Medium: Screenprint on cream Speckletone Paper

Provenance: Signed, numbered, and dated by artist. Comes with Verisart digital blockchain certificate of authenticity transferred to collector's email address.

Edition: Limited Edition of 550 (#41/550)

Year: 2024

Condition: Excellent


ABOUT THE ART

"This “Tear Flame” print is fairly self-explanatory, but I’ll share my thoughts. Our planet Earth is often called “Mother Earth” for reasons that seem obvious to me. Mothers are often the primary caregivers for children, and their beautiful love and nurturing are essential for a good life. This is not an endorsement of patriarchy but an acknowledgment of the disproportionate expectations for mothers. Props to all the dads who put in a ton of co-parenting work, but this print is more about the “Mother Earth” metaphor. When I was a kid, I was rebellious and defiant (and still am), and it didn’t really phase me when my parents yelled at me. However, when something I did brought my mom to tears, I felt real guilt. I knew my mom cared deeply and was wounded if she cried. We are wounding our collective Mother Earth, and the tears are obvious. This is a collective problem, even though some people and regions are more vulnerable than others in the short term. Eventually, it will compromise life for us all. To paraphrase Dr. Dre, “When you dis your mother, you dis yourself”! A portion of proceeds from this print will benefit Greenpeace to support their work to combat environmental destruction. Thanks for caring!"

-Shepard

ABOUT THE ARTIST

Frank Shepard Fairey (born February 15, 1970) is an American contemporary graphic designer, and illustrator who emerged from the skateboarding scene. He first became known for his "Andre the Giant Has a Posse" (…OBEY…) sticker campaign, in which he appropriated images from the comedic supermarket tabloid Weekly World News. His work became more widely known in the 2008 U.S. presidential election, specifically his Barack Obama "Hope" poster.

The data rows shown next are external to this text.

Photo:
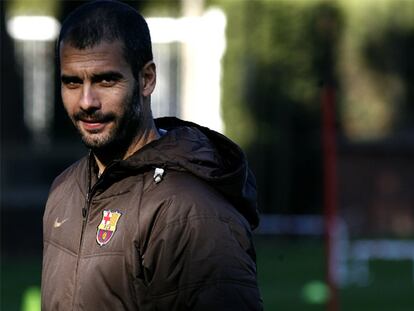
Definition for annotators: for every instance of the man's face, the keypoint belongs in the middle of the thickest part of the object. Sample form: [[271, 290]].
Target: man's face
[[100, 94]]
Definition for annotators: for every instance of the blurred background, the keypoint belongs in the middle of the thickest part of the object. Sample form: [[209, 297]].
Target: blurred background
[[320, 95]]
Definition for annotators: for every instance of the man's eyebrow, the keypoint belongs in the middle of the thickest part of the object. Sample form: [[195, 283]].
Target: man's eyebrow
[[107, 75], [68, 78]]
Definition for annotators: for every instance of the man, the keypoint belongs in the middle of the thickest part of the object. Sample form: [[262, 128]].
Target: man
[[159, 215]]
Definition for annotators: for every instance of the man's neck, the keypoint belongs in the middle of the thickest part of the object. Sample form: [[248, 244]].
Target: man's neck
[[143, 138]]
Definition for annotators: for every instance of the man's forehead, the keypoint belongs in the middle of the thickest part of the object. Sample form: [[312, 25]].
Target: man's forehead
[[67, 47], [103, 51]]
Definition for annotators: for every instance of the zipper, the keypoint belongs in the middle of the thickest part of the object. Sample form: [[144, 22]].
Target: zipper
[[85, 216]]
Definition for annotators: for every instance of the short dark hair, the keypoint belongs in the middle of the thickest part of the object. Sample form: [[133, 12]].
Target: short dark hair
[[108, 20]]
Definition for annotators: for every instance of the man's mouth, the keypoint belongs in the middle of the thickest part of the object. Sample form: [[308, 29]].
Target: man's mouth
[[93, 125]]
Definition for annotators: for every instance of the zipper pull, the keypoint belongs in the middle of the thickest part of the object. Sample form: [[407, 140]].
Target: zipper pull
[[84, 209]]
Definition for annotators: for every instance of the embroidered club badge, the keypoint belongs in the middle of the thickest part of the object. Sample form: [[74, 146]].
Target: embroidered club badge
[[107, 227]]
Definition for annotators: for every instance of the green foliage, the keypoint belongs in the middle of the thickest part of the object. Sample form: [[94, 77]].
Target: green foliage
[[278, 52]]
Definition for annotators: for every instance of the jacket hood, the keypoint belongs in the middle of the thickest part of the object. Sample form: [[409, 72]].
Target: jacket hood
[[208, 155]]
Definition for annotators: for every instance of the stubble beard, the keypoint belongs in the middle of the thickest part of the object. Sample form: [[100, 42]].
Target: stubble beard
[[121, 135]]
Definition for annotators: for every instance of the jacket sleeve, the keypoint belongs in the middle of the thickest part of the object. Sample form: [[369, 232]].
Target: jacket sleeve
[[202, 261]]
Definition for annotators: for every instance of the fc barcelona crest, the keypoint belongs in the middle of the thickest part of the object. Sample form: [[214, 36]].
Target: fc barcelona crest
[[107, 227]]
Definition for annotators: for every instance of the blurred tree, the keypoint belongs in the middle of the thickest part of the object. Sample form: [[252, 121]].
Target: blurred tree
[[278, 52]]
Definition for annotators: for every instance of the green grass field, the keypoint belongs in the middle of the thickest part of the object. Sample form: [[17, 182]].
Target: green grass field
[[290, 276]]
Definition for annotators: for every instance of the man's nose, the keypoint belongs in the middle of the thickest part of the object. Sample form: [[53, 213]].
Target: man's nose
[[89, 99]]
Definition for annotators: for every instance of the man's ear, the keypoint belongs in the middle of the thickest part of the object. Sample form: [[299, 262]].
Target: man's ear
[[148, 78]]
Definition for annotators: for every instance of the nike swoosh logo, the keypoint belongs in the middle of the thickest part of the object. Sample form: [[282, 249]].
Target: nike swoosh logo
[[58, 223]]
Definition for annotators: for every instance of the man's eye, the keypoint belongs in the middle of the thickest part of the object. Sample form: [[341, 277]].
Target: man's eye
[[71, 84], [107, 82]]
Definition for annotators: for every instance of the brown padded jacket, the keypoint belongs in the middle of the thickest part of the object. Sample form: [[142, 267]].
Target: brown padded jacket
[[179, 239]]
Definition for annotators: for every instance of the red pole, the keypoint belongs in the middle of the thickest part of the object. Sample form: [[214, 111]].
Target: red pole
[[330, 190]]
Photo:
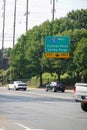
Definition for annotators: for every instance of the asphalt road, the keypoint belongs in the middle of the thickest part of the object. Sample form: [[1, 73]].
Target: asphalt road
[[36, 109]]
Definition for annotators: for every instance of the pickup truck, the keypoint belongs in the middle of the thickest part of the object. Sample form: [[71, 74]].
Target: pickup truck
[[80, 94], [16, 85]]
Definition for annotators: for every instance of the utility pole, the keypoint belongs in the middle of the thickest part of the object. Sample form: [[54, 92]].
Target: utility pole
[[26, 15], [14, 22], [53, 10], [3, 30]]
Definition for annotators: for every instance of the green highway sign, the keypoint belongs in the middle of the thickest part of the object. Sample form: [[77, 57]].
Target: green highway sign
[[57, 44]]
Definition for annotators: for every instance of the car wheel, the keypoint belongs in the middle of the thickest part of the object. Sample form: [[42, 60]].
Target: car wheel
[[84, 106]]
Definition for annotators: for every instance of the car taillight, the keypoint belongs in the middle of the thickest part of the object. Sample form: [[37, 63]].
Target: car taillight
[[74, 89]]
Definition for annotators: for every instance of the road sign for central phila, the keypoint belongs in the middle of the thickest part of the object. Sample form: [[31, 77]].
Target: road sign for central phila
[[57, 47]]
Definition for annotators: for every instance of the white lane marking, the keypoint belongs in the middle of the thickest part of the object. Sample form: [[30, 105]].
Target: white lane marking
[[27, 128]]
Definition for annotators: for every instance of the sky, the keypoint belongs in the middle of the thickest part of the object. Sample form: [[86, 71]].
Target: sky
[[39, 12]]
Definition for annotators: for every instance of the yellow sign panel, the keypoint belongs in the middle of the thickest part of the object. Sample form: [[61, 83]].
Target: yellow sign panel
[[57, 55]]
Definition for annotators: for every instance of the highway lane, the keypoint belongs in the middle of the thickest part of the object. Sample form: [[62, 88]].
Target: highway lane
[[37, 109]]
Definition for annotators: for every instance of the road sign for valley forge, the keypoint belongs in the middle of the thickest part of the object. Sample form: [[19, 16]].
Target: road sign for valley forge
[[57, 47]]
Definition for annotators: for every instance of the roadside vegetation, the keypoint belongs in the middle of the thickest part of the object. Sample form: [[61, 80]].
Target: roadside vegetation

The Institute of Contemporary Art, Boston calls him one of today's best known and most influential street artists. His work is included in the collections at The Smithsonian, the Los Angeles County Museum of Art, the Museum of Modern Art in New York, the Museum of Contemporary Art San Diego, the National Portrait Gallery in Washington, and the Victoria and Albert Museum in London.